Şeyh Said'in mezarı açıklansın talebine red
İçişleri Bakanlığı, Şeyh Said'in mezar yerinin açıklanması istemiyle açılan davada, "husumetli taraf kendilerinin olmadığını" savunarak, bilgi ve belge paylaşmayı reddetti.
Diyarbakır Barosu, Şeyh Said Eğitim Kültür ve Dayanışma Derneği ile Şeyh Said’in torunu ve vasisi Kasım Fırat, 1925'te 46 kişi ile birlikte idam edilen Şeyh Said’in mezar yerinin açıklanması için İçişleri Bakanlığına başvurdu.
2019'da başlatılan süreçte, İçişleri Bakanlığı, başvuruya yanıt vermedi. Bunun üzerine davacılar, Bakanlığın 30 günlük yasal süre içinde talebe cevap vermemesinin başvurunun zımnen reddini anlamına geldiğine işaret ederek, kararın telafisi güç zararlara yol açacağı gerekçesiyle İçişleri Bakanlığının talebin reddi anlamına gelen kararının yürütülmesinin durdurulması istemiyle Ankara 5'inci İdare Mahkemesi'ne başvurdu.

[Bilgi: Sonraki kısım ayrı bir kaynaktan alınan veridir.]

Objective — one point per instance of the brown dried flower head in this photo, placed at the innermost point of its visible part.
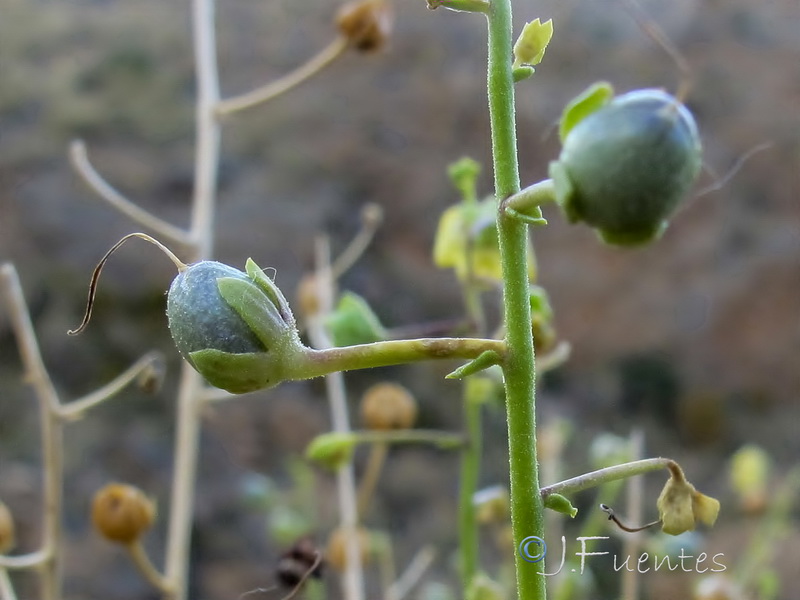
(7, 532)
(122, 513)
(366, 24)
(387, 406)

Mahkemenin kabul ettiği başvuru kapsamında savunma istediği İçişleri Bakanlığı, olayda husumetli tarafın kendileri olmadığını, bu nedenle yürütmenin durdurulması isteminin hukuki dayanaktan yoksun olduğunu belirterek, idari işlemin yürütülmesinin durdurulması isteminin reddini istedi.

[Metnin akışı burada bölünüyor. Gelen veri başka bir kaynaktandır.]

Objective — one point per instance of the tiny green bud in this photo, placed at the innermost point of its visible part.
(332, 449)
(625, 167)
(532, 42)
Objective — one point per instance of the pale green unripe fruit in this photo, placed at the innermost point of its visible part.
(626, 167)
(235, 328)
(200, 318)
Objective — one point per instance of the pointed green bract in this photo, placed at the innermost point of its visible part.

Mahkeme, 2577 sayılı İdari Yargılama Usulü Kanunu’nun 27’nci maddesinin 2’nci fıkrasında idari mahkemelerin, idari işlemlerin uygulanması halinde telafisi güç veya imkânsız zararların doğması ve idari işlemin açıkça hukuka aykırı olması şartlarının birlikte gerçekleşmediğini kanaat getirerek, kararın yürütülmesinin durdurulması istemini esastan reddetti.